Executives at both the World-Herald Co. and Iowa West said the Nonpareil will operate independently. “We don’t know anything about the newspaper business,” said Jerry Mathiasen, the foundation’s associate director. “That’ll be up to … World-Herald.”
But observers said the foundation, while it may be merely a minority partner, casts a shadow that could threaten the paper’s credibility.
“Anytime you have a business relationship with someone, there are going to be questions about the coverage,” said Gilbert Cranberg, journalism professor emeritus at the University of Iowa.
Gambling is big business in southwestern Iowa, and the foundation’s charitable influence is felt throughout the region. According to its annual report, it gave away $10.8 million to 93 organizations in 1999. Its grants have helped build an arts center, a library, and a 911 center.
“Iowa West and the three casinos have done a good effort to put out a good face in the community,” observed Harlan Vogel, treatment coordinator at Family Services, a local gambling treatment provider that has received grants from Iowa West.
The Omaha World-Herald has consistently editorialized against extending gambling to Nebraska, and that stance won’t change, said John Gottschalk, chairman of the World-Herald Co. and publisher of the World-Herald. As for Iowa West’s gambling link, he said, “This is not an institution that is owned by, governed by, gambling interests.”
In contrast, The Daily Nonpareil, circulation 16,807, has been supportive of gambling in its
area – since, said its editor, John Leu, “We’ve not seen any real evidence that it’s hugely bad.”
Under the previous owner, Denver-based MediaNews Group Inc., Leu’s publisher reviewed his editorials before publication. Leu sensed that he would have more independence now. After the sale, he asked a World-Herald executive how editorials would be handled and was told, “You know the issues in town better than we do. Just put it in the paper.”

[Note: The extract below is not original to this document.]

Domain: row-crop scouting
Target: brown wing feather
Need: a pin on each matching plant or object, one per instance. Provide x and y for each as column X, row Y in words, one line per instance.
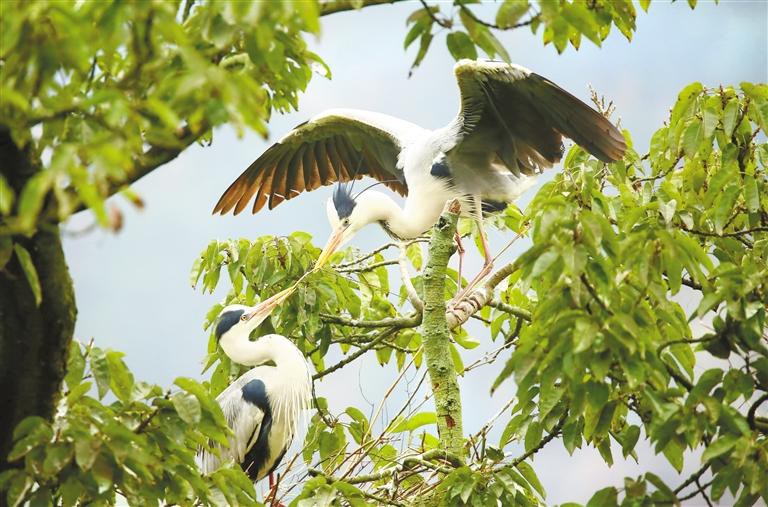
column 314, row 154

Council Bluffs community leaders had approached the World-Herald Co. before for help
in buying the paper, but the foundation entered the picture only recently, Gottschalk said. He compared Iowa West’s role to that of the Peter Kiewit Foundation, which owns 20% of the World-Herald Co. (the rest is employee-owned) and serves to ensure its continued local ownership.
The Nonpareil will have ample opportunity to show its independence on the issue. Gambling is on the rise, as are the problems associated with it, the paper reported recently. Controversy erupted earlier this year about the use of state funds to treat problem gamblers. In two years, voters will consider a referendum to keep gaming in Council Bluff’s Pottawattamie County.
Gottschalk said, ultimately, the marketplace will decide if the World-Herald Co. keeps its promise. “We have a strong reputation for integrity and credibility,” he said, “and if readers perceive the newspaper’s not trustworthy, they’ll respond to that – and the business will suffer.”